小さい頃からずっと、色々な事をつまらないと感じていた。
別に勉強に困っていたとかそういう事も無いし、人付き合いが苦手だったって訳でも無い。
特別、苦難が多い人生を歩んできた訳じゃない。
だけど、喜べる事が多かったと言う訳でもない。もっと踏み込んだ関係の、例えば親友のような存在もできなかったし、家族と一緒にいて楽しかった思い出もそんなにはない。
そんな風に過ごして来たからなのか分からないけど、私はいつの間にか、色々な事を冷たく見るようになってしまった。
ただ、そういう風に感じている事を悟られるのは嫌で、自分の本音を隠しながら、生きていた。
高校に進学しても、それは変わらなかった。クラスの端の方で、他の人が話している内容をつまらないな、とかどうでもいいな、とか思いながら過ごす日々。
最初のうちは数人、男子も女子も話しかけてきてくれたのだけどあまり話題が合わなくて、いつの間にか疎遠になっていた。
でも、他人が楽しそうに話しているのをつまらないと感じてしまうのは申し訳無いし、こうした方が双方共にいざこざが起こらないと思っていた。

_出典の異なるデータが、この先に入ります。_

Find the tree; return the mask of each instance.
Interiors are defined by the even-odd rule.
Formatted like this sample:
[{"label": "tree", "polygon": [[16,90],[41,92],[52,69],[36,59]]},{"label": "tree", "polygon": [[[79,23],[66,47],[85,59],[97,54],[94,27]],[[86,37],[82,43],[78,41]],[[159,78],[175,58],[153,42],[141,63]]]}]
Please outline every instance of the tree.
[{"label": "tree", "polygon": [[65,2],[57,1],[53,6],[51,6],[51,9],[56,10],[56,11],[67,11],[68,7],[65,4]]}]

そんな風に、別に何もない、灰色の日々をずっと過ごしていた。
ルックスに特別気をかけていた訳でもなかったけど、人からは高い評価をされていたみたいで、よくある生徒主導のミスコンとかでお話が来る事もあった。
瞳が凄く綺麗で、みんなの羨望になっている事、纏っている雰囲気が凄いミステリアスで格好いいとか、
他色々と褒めてくれたけど、興味無かったし、辞退した。
他人から評価を聞くのは悪い気はしないのだけど、自分が「大人っぽい」とか「ミステリアス」とか呼ばれるのは何か違う気がした。
何が違うのか、はっきりと自分で分かっている訳でも無かったのだけれど。
そんな頃に、自分に影響を与えてくれた物があるとすれば、家にあった映画だと思う。
書棚でちょっと目についた映画をなんとなく……アクション、SF、ドキュメンタリーとか……
私みたいな年の子が見るのはちょっと不自然かも知れないけど、見てみれば案外楽しいもので、他に大した趣味も持っていなかったし、暇な時には良く映画を見るようになった。
日々何もすることが無さ過ぎると色々な事を考えてしまって、変に疲れてしまう事もあるから、時には娯楽でこういうのを見るのも悪くないのかな、と思っていた。
そういう日々を続けてた時、ある日に初めて恋愛映画を見た時、とても大きく衝撃を受けた。
複雑な環境の中、立場も何もかもが違う男女が、海岸沿いの場所で互いに出会い運命を感じ、立場上どうしても立ちはだかる様々な困難に戦い続け、最後には全てを乗り越え、情熱的なキスをしながら互いの愛をぶつけ合う、
そんな展開の映画だった。その映画の女の人が少し羨ましくて、こんな風に全力で愛をぶつけられるような関係って、どれほど素敵なのだろうか?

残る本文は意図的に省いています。